The film should be called “fighting death” rather than “facing death” because that is what the people do who are featured in this film. Patients do not want to die and their families do not want to decide for them. They fight death like heroic soldiers in a desperate war. It is wrenching to watch as fragile and failing bodies submit to yet another painful intervention on the wisp of a hope that this time they’ll beat the odds. For most, the end is death, for some it is unconsciousness on a ventilator for unknown years to come.

The medical system is absolved. Although there is always uncertainty, the doctors know the odds and do their best to convey that to their patients. But what can they do in the face of people who don't want to die and families that won't let go? And of course there is always one more thing to be done. And you never know, sometimes patients surprise you.
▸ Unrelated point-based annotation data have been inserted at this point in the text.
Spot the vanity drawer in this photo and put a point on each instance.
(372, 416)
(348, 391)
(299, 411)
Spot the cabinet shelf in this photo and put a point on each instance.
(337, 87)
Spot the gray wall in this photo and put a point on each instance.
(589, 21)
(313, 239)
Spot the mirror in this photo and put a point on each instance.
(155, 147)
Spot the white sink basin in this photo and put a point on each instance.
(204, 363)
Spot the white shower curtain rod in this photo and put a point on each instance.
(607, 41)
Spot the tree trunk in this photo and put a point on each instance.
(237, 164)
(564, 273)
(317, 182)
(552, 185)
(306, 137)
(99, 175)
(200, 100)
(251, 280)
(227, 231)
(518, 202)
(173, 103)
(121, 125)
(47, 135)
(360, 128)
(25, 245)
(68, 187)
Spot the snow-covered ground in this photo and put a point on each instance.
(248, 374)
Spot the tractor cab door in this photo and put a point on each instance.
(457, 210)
Throughout the film we are continually reminded of the financial costs of various procedures. Is this why medical insurance is so high? We are informed that the United States is the only country that allows this vast expenditure of resources at the end-of-life. Do you remember the palliative care conferences that were to be paid by medicare until Fox News started calling them "death panels?" They were removed from our new health bill.
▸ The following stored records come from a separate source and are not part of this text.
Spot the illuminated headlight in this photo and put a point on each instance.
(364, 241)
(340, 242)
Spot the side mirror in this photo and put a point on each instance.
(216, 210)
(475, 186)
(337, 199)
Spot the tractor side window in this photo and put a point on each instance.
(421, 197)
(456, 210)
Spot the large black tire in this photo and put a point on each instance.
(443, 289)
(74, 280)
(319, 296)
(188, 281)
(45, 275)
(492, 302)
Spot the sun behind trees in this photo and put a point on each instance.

The film's vision is true one. Our current approach to death is painful, scary and expensive. See Sharon R. Kaufman's book . . . And a Time to Die -- How American Hospitals Shape the End of Life. Yet I feel manipulated -- by all the images of suffering, the monetary statistics, the compassionate doctors talking to distraught families who resist their advice. The film is intended, I believe, to prepare us for things to come. Big changes in health care are inevitable. The first of the baby-boomer will turn 65 this year. They are the first flakes in the coming storm of aging medical consumers. Our hospital approach to end-of-life will buckle under those numbers. And what will our brave new world look like? I cannot tell you. But I believe that people in this country will need more than fear-provoking film images to change their response to death. They need a palatable alternative, and that the film does not provided.

Monday, January 24, 2011

Films About Life and Death

Below are some films I've recently found in the library and enjoyed.

A Rumor of Angels
There are a number of things to recommend this American film directed by Peter O'Fallon back in 2000. It’s unflinching stance on death very refreshing in this age of doubt and equivocation. The film follows the blossoming relationships between an 11 year old boy haunted by the car accident that killed his mom and an eccentric elder, Maddy, who lost her only son in the Vietnam war. Maddy, played by Vanessa Redgrave, helps the boy face his grief by sharing her own experience. A significant part of this is her journal of communications with her deceased son. “Death,” she is told in heavenly Morse code flashes on the night of his passing "is like stepping off a bus.” The take-no-guff interactions between Maddy and the grieving boy celebrate intergenerational communication, elder-wisdom, and a be-true-to-yourself spirit. It is an uplifting and reassuring film.

The Son of the Bride
This 2001 Argentine comedy/drama about a frazzled restaurateur and his aging parents, is not so much about death as about embracing life. After a sudden heart-attack, this 42 year old divorced man starts to re-think the direction his life has been taking. Fully caught up in keeping alive the restaurant his parent started, he has no time for his girlfriend, his daughter or anything else in his life. Gradually and at times painfully he finds his way back to living. What make this film special are the quirky characters that guide him. The acting and humor are charming in that South American way and the loving relationship between the man’s father and his mother who is suffering from Alzheimer’s is precious. A lot of lessons are learned, both humorous and serious, on the meaning of love, friendship, and marriage.